My attitude toward most decisions can pretty much be summed up with the saying “I’ll cross that bridge when I get there.”

With pregnancy and parenting I had a basic idea of what I wanted to do; homebirth, co-sleep, exclusively breastfeed, babywear – but I had no idea if these things would work for us or how I wanted to navigate through them. The Hub had completely different ideas. Before Emilia was born, the Hub and I weren’t really on the same page. For him, babies were born in hospitals, they drink from bottles, and they sleep in their own beds. That’s what he knew and there is nothing wrong with those things. They just weren’t at all what I wanted. He slowly came onboard to all of my choices, but mostly because I didn’t give him much of a choice. That wasn’t fair to him. These things were something that I felt so strongly about that I wouldn’t have it any other way. 

When you’re envisioning your life, you don’t think about how you have to make decisions with someone else, how you’ll need to balance their feelings with yours to come up with solutions and decisions that work for everyone. Co-parenting was and continues to be hard for me. I am fiercely possessive of my daughter. I know what is best for her, and the best is what she will get, DAMNIT! (That’s my emotions talking.) It’s not fair though, nor is it right, but it is the truth and a struggle I face as a wife and a mother.  

With bed sharing, it was no different.

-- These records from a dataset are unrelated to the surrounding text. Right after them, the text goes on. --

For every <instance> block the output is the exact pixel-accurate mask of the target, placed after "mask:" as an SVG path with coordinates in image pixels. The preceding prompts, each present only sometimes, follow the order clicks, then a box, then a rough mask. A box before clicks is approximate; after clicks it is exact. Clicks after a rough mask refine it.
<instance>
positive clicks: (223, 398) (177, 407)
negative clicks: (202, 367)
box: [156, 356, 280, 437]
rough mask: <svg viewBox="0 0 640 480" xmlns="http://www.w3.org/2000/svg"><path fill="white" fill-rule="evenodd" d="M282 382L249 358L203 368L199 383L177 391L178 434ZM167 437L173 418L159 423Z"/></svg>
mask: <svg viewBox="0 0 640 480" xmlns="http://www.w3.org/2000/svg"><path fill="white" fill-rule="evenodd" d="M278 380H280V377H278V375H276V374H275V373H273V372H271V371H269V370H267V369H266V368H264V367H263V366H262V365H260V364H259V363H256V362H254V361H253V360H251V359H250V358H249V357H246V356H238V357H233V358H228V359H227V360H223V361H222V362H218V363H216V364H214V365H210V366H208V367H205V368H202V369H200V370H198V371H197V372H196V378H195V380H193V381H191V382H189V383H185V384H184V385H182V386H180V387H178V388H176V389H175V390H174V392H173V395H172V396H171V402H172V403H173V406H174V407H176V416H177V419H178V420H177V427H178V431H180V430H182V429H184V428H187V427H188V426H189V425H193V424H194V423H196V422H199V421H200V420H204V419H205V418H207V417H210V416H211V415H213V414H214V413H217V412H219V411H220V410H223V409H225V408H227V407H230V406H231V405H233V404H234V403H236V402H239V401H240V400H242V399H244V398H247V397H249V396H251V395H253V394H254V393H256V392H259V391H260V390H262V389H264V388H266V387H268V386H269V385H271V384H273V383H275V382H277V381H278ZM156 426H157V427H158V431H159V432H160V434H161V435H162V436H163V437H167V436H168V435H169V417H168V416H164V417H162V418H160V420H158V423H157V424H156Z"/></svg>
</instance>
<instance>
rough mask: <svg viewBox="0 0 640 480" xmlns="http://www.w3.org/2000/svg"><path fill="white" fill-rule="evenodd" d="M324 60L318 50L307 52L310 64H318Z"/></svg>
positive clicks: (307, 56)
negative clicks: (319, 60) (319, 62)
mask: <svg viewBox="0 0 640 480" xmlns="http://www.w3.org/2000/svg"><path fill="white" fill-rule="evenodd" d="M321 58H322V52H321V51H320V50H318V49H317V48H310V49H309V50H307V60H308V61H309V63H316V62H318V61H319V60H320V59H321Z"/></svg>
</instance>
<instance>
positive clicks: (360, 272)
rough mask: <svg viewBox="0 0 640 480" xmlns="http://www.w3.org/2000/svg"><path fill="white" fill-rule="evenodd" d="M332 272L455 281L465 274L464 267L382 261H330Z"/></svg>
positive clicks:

He urged that I put her in a co-sleeper so she was “safer”, but she refused to sleep in it so she spent her first months of life sleeping on my chest. (Exactly where I believe an infant should be.) He and my pediatrician urged I “sleep train” her into her crib at 6 weeks, then 8, then 12. I would smile and give them the same line, “We’ll see what happens.” As the weeks and months passed,  the argument stopped happening between the Hub and I, and it was obvious that the arrangement just worked. Emi slept better beside us, I slept better beside her, and the Hub slept just as well through it all. Bed sharing became less foreign and eventually it was just something we did.

Around 6 months Emilia stopped sleeping well. She was up 5+ times a night. I got less than an hour of sleep and still had to get up and go to work and function like a normal person. She would wake up and want to play, I was right there and she could do fun things now, like control her hands and roll easily. So I put her in her crib. She slept so much better, I slept better, it was glorious. We didn’t have to go through a period of crying it out or getting used to the bed. She had no problem sleeping on her own. As much as I loved sleeping again, I missed her beside me. Fast forward to 2 weeks ago when Emi stopped sleeping well in her crib. The same problems I had while bed sharing were staring me right back in the face. So I brought her back into bed with me. Now she’s sleeping much better, I’m sleeping better, and it’s glorious.

As a mother, I try to listen to her cues and do what I feel is best in the moment. And now, I try to balance my feelings with the Hub’s. I’m not always the best at it, but I am trying. I try not to tie myself to one way of doing anything since every day feels like a new bridge to cross. So, I’ll continue crossing those bridges when I get to them and if sometimes I have to turn around and go back to the other side, that’s ok.